We have also evaluated the effect of PA in the elderly. Our results showed increased number of circulating naïve T cells and reduced IL-6 levels in active older adults (i.e., accumulating 150 minutes of moderate intensity activity on a weekly basis), compared to non-active older controls. These results are in line with a recent study showing that active older cyclist people have increased number of naïve T cells and reduced levels of IL-6 compared to sedentary older controls (Duggal et al.). Although in that study they include adults below 60 years old and they did not take into account the differences of age between both groups, our results showed that age is the main factor in triggering immunosenescence and inflammaging in the older population and also highlights the importance of PA during aging to slow these processes.
How is the immune system status in functional versus dependent older adults is still unknown. By using the CPF scale, we observed increased inflammaging and immunosenescence in the dependent group compared to the functional adults. However, our observations can in part, be explained by the different mean of age between both groups. Thus, and although interesting, more research focusing in functional versus dependent older people of similar age is necessary to validate our observation.

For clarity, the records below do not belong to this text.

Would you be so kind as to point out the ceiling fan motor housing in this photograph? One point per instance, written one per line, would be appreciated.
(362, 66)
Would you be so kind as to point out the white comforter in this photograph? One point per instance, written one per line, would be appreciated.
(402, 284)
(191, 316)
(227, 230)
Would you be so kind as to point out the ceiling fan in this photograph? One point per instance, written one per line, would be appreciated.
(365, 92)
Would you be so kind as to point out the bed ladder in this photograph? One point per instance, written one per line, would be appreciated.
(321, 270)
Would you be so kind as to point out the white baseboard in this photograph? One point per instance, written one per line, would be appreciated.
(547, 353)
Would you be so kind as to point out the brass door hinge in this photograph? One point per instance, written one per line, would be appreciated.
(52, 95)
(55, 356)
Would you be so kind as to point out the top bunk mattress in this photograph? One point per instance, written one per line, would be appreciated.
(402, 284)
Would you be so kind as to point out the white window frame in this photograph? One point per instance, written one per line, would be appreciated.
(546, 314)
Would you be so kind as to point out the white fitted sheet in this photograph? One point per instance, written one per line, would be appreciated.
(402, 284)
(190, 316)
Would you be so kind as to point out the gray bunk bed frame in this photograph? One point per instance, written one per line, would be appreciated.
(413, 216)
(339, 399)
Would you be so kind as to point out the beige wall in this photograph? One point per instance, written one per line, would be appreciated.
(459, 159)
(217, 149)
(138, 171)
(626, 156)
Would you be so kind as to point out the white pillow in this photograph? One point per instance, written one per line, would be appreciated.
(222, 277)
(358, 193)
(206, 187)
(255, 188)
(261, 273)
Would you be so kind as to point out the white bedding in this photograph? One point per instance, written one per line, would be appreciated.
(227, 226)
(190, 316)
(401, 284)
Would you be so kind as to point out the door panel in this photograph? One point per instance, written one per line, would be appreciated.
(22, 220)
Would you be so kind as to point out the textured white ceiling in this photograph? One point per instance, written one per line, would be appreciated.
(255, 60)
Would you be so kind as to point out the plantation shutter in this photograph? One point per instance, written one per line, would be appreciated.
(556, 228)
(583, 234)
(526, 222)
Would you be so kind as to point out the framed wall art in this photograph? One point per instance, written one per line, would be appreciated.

Some limitations of our work should be considered. First, the number of participants was relatively low, and the differences in the age between the older volunteers was significant, although the sample size allowed statistical comparisons that showed significant changes. Second, we evaluated PA in older adults by using validated questionnaires but did not directly assay PA in our volunteers. However, we consider that this study provides enough evidence to correlate naïve T cell number reduction and inflammaging, to explore possible suppressive capabilities of naïve T cells over innate immune components. Furthermore, to evaluate different PA interventions in older people and their differential impact over immunosenescence and inflammaging.
In summary, our observations indicate that immunosenescence and inflammaging dramatically increase as people get older. There is a strong negative correlation between circulating naïve CD4+ T cells and serum IL-6 levels in older adults, suggesting that naïve T cells can have a direct suppressive activity over innate immune components. Furthermore, PA in the elderly may reduce immunosenescence and inflammaging in older subjects.